Danielle Dussault

  • À la manière d'une longue déambulation intérieure, Danielle Dussault propose ici un roman choral tout sauf conventionnel, porté par les voix de trois femmes fortes, distinctes, mais unies par leur quête de liberté. Le fleuve, indéniablement, rejoint ces femmes. C'est par ce mystère, ce cours invisible, que toute la trame narrative s'impose.

    Trois femmes se retrouvent au bord d'un fleuve afin de raconter à leur façon un destin unique. Entre le désir d'enracinement et la tentation de la fuite qui relient les trois narratrices, chaque parcours est ponctué de périodes charnières et de rites de passage qui les définissent en tant que femmes. Autant de trajectoires qui les amèneront à se rejoindre dans l'affirmation d'une identité unifiée.
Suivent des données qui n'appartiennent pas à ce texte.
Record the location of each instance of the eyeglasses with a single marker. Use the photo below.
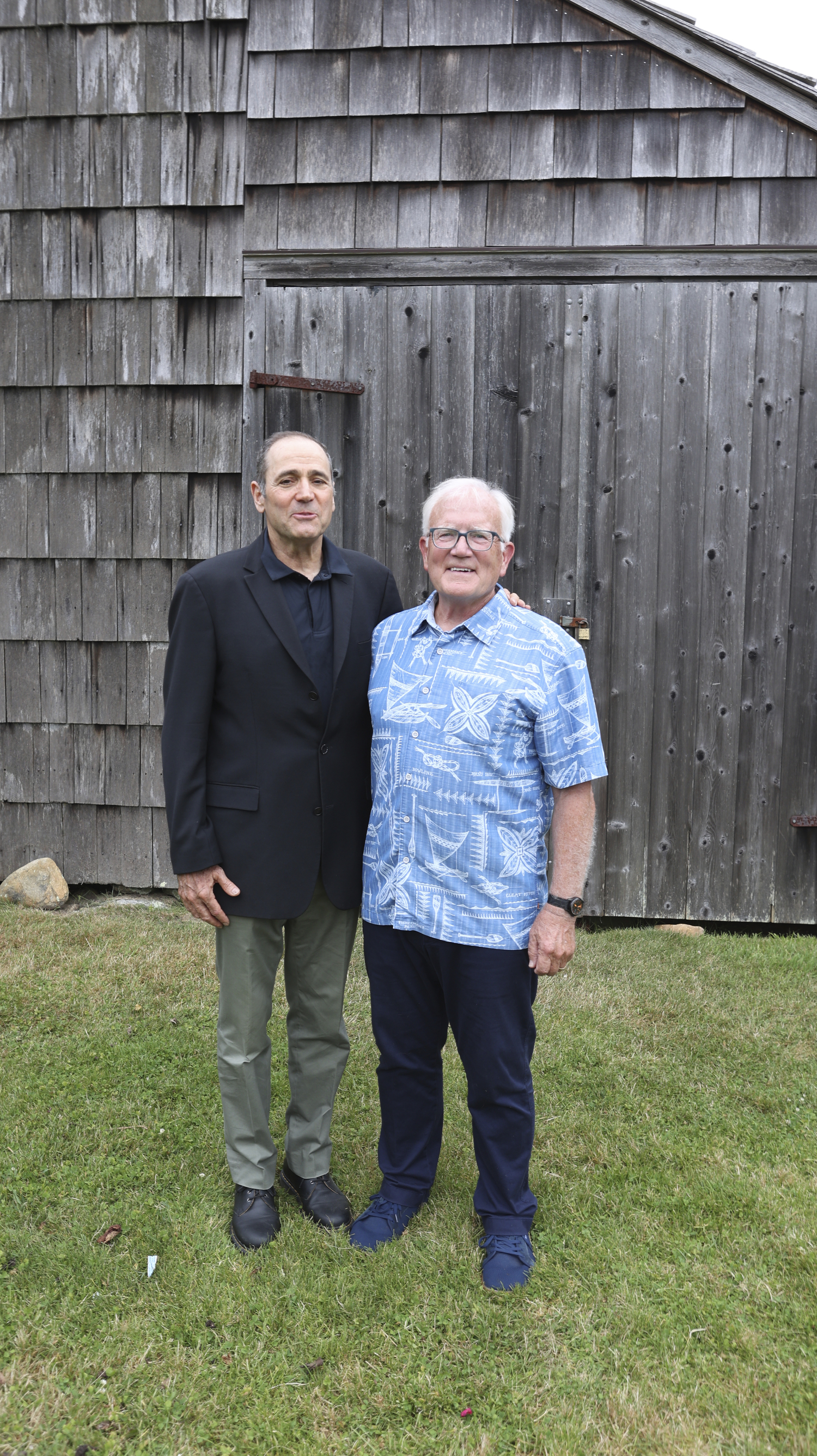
(446, 538)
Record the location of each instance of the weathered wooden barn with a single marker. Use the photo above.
(567, 246)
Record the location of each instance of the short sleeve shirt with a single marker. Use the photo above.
(472, 729)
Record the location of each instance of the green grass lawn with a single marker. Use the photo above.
(673, 1307)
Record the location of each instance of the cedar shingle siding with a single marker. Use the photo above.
(510, 204)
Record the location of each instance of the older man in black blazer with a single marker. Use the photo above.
(267, 776)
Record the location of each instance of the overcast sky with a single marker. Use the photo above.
(784, 33)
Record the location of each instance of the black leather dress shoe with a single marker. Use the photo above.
(255, 1219)
(321, 1199)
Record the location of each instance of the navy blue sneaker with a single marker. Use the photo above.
(382, 1222)
(507, 1261)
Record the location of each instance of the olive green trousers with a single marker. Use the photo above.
(316, 948)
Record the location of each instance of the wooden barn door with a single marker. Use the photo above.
(654, 437)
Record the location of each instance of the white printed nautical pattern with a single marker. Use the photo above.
(471, 731)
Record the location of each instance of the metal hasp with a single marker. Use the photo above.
(316, 386)
(578, 625)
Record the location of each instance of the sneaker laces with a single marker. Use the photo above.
(516, 1244)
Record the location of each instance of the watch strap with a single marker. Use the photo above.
(574, 906)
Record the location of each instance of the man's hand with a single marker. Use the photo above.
(515, 600)
(551, 944)
(197, 894)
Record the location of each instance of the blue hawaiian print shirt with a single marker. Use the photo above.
(471, 730)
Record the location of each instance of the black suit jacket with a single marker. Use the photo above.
(252, 779)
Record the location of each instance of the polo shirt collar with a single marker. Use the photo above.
(332, 562)
(484, 625)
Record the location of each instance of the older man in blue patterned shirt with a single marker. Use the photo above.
(485, 736)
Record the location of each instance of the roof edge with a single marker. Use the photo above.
(729, 64)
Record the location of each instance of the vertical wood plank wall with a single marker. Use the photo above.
(659, 437)
(670, 384)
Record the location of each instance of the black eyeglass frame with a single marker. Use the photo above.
(478, 549)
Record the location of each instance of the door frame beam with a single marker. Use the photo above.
(420, 265)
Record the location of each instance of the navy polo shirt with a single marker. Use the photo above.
(310, 608)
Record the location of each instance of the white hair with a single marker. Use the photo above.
(466, 482)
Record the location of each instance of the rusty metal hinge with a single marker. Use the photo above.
(578, 625)
(316, 386)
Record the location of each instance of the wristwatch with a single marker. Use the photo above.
(574, 906)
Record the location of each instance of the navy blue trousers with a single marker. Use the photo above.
(420, 987)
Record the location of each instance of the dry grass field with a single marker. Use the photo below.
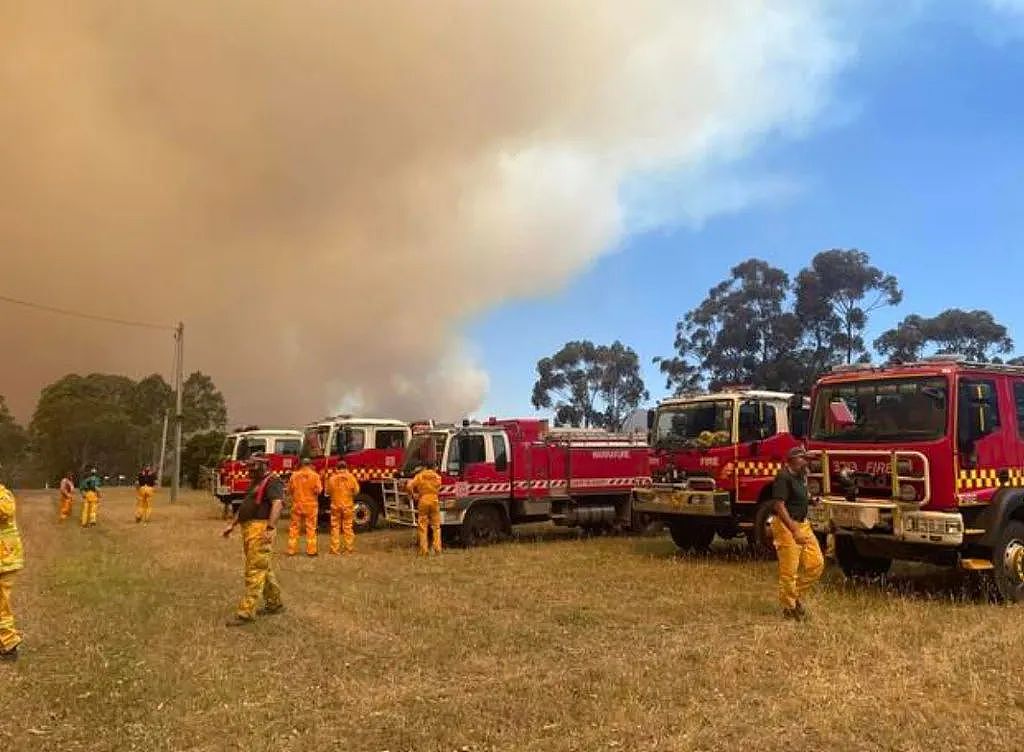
(546, 642)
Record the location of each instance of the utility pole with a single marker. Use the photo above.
(179, 338)
(163, 450)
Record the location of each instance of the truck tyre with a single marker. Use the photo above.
(482, 525)
(857, 567)
(367, 513)
(759, 538)
(1008, 558)
(688, 536)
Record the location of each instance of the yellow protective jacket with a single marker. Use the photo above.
(342, 488)
(305, 486)
(426, 485)
(11, 553)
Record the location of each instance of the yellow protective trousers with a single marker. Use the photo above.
(343, 527)
(143, 503)
(800, 566)
(66, 502)
(428, 514)
(90, 501)
(9, 636)
(260, 580)
(303, 515)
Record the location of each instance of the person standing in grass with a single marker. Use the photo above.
(258, 516)
(145, 489)
(342, 488)
(67, 495)
(424, 488)
(800, 560)
(11, 561)
(90, 497)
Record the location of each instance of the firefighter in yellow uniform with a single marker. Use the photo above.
(342, 489)
(90, 497)
(11, 560)
(424, 488)
(800, 560)
(305, 488)
(145, 490)
(67, 496)
(258, 516)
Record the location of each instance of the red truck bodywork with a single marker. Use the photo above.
(280, 446)
(373, 449)
(923, 461)
(715, 459)
(504, 472)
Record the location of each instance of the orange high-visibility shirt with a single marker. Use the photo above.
(342, 488)
(427, 484)
(305, 486)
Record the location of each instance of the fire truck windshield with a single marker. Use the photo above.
(887, 410)
(422, 449)
(314, 441)
(708, 422)
(227, 449)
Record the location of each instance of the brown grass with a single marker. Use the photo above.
(549, 642)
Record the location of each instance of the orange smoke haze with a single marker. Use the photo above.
(326, 192)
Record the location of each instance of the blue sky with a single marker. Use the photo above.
(919, 161)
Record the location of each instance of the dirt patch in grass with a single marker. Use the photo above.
(546, 642)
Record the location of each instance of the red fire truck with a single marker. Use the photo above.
(281, 446)
(715, 458)
(503, 472)
(373, 448)
(926, 462)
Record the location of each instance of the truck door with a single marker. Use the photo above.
(760, 450)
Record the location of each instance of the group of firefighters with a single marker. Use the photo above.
(800, 558)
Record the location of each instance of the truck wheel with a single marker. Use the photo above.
(482, 525)
(367, 513)
(857, 567)
(760, 538)
(1008, 557)
(689, 536)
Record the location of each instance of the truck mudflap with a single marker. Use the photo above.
(679, 500)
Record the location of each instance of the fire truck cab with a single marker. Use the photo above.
(715, 458)
(923, 461)
(373, 448)
(504, 472)
(281, 446)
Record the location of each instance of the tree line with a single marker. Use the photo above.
(114, 423)
(760, 326)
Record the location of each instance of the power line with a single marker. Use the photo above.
(79, 315)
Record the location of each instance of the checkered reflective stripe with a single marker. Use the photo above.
(989, 478)
(753, 468)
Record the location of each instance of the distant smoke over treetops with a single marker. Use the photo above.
(327, 192)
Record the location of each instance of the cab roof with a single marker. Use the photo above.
(727, 394)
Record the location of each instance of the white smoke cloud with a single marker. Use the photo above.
(327, 193)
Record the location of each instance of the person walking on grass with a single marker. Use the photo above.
(90, 497)
(258, 516)
(11, 561)
(800, 560)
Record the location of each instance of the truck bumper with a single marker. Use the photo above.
(676, 500)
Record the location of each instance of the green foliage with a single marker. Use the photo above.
(740, 333)
(590, 385)
(974, 334)
(202, 450)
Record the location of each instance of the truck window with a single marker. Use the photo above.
(1019, 400)
(389, 439)
(288, 447)
(248, 447)
(751, 429)
(501, 452)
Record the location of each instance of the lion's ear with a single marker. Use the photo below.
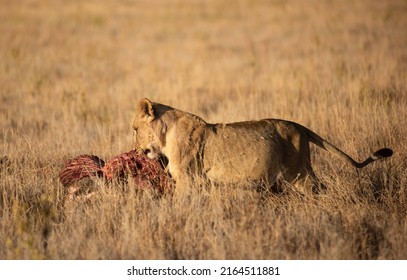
(145, 109)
  • Avec beaucoup de grâce et de délicatesse, Danielle Dussault crée, dans « L'imaginaire de l'eau », un univers trouble plus près du rêve que de la réalité. La première scène plonge le lecteur dans un monde qui, s'il semble resplendissant, laisse rapidement entrevoir sa dualité. De la lumière entourant un jeune couple à l'opacité des ombres, les symboles du bonheur et de l'insouciance sont occultés par l'état psychique de la mariée.
    Isolée dans sa grande maison, la jeune femme souffre des absences de son mari, de ses infidélités, de sa froideur. Pour retrouver son équilibre, elle s'évade de ce lieu parfois inquiétant.
    Si l'eau est un élément essentiel de ce récit, le thème qui l'habite est sans contredit celui de l'absence.

  • Béatrice a fui les disputes incessantes avec sa mère alcoolique pour percer les secrets qui entourent la bipolarité de sa grand-mère. Cette quête la place devant sa propre maladie et ses dépendances. Mais comme le courage est la vertu des guerrières, elle ira jusqu'au bout afin de trouver sa voie.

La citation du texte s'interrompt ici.